Beasiswa ini akan diluncurkan dengan sistem yang terinspirasi dari LPDP nasional.
"Saya lagi mempersiapkan, Jakarta akan memberikan (beasiswa) seperti LPDP," ujar Pramono dikutip dari akun Instagram @schoters, Kamis (25/9/2025).
Pemprov DKI Jakarta telah menyiapkan 100 kuota beasiswa fully funded ke luar negera.
Pramono mengatakan bahwa mahasiswa diperbolehkan kuliah di luar negeri atas tanggung jawab Pemprov DKI Jakarta.
Beasiswa LPDP versi Jakarta ini akan difokuskan untuk membuka jalan bagi talenta muda di Jakarta.
"Bukan hanya sekadar literasi atau membaca, tetapi yang penting adalah proses interaksi supaya wawasannya harus bisa melihat persoalan dunia," ungkapnya.
Pramono pun yakin hal ini bisa memberikan langkah yang baik bagi anak-anak di Jakarta.
Sasaran dan Kuota Program
Setidaknya akan ada 100 kuota mahasiswa asal Jakarta yang punya kesempatan untuk melanjutkan studi atau kuliah di luar negeri.
Nantinya seluruh kebutuhan mereka akan ditanggung oleh Pemprov, sehingga mahasiswa bisa fokus untuk pelajar tanpa memikirkan finansial.
Lanjutan dari program KJMU
Beasiswa ini sekaligus menjadi program lanjutan dari Kartu Mahasiswa Unggul (KJMU) yang sudah berjalan hingga saat ini.
Pemprov pun berharap KJMU memberi dukungan untuk mahasiswa kuliah di luar negeri.
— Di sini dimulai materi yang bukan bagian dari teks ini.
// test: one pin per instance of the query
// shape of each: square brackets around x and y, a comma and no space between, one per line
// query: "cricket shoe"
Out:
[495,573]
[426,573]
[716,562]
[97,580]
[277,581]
Sehingga akan membuka akses lebih luas bagi anak muda Jakarta mendapat pengalaman pendidikan tingkat global.
Tujuan program beasiswa LPDP versi Jakarta
Program beasiswa ini bertujuan untuk memberi kesempatan bagi anak mudah Jakarta yang berprestasi dan berasal dari keluarga kurang mampu.
Dengan adanya program ini, diharapkan dapat menghasilkan generasi unggul yang mampu bersaing global dan membawa dampak positif bagi Jakarta.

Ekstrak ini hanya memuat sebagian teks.